# Biggest fish for five-footer?



## LeeAberdeen (Sep 4, 2014)

I'm planning my next tank, which will be a 375litre of 150w 50d 50h, and wondered what would be the maximum sensible size I can go up to for the biggest fish in there? I think there'll just be one big fish, maybe two maximum, and it'll be in with other, more moderate-sized fish of 6-8 inches. I thought maybe 10 inches would be the maximum for a tank of that size, but maybe you think more, or less?


----------



## pfoster74 (May 13, 2012)

Pseudotropheus crabro are the largest malawi mbuna (that i am aware of anyway) they reach around 8 inches. you could build a tank around them if interested.


----------



## Cichlidman14 (Jul 17, 2013)

The African eye biter can get fairly big.


----------



## LeeAberdeen (Sep 4, 2014)

Thanks for the suggestions - both very interesting. I should've said that whatever I decide on will be going in that tank with some peacocks, so has to be fairly peaceful, at most mildly aggressive.


----------



## pfoster74 (May 13, 2012)

LeeAberdeen said:


> Thanks for the suggestions - both very interesting. I should've said that whatever I decide on will be going in that tank with some peacocks, so has to be fairly peaceful, at most mildly aggressive.

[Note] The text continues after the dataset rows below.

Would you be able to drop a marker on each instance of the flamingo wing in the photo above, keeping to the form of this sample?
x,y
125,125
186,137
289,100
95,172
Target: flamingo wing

scratch crabro off the list in that case.


----------



## DJRansome (Oct 29, 2005)

I wouldn't go over 8" in a 60" tank.


----------



## Iggy Newcastle (May 15, 2012)

One of the Pseudotropheus 'Acei' variants


----------



## LeeAberdeen (Sep 4, 2014)

Iggy Newcastle said:


> One of the Pseudotropheus 'Acei' variants


Really like the look of that Msuli variant, plus they're top-half dwellers, and the top half of my tank does look bare. Great suggestion.


----------



## LeeAberdeen (Sep 4, 2014)

Iggy Newcastle said:


> One of the Pseudotropheus 'Acei' variants


Love your 75g tank, btw. Made me think about what I want to do with my next one...


----------



## LeeAberdeen (Sep 4, 2014)

DJRansome said:


> I wouldn't go over 8" in a 60" tank.


Sounds like good advice. I was thinking that, just maybe, I'd get away with one ten-incher in there, but that might be pushing it a bit. Thanks.


----------



## Iggy Newcastle (May 15, 2012)

LeeAberdeen said:


> Iggy Newcastle said:
> 
> 
> > One of the Pseudotropheus 'Acei' variants
> ...


Thanks Lee!


----------



## rennsport2011 (Oct 21, 2013)

DJRansome said:


> I wouldn't go over 8" in a 60" tank.


I would agree with this. Pick whatever species you have interest it... but max 8"... at least if we are talking about Malawian cichlids.


----------



## wortel87 (Apr 15, 2014)

150cm tank for me means no bigger fish than +/- 15cm (6 inches)


----------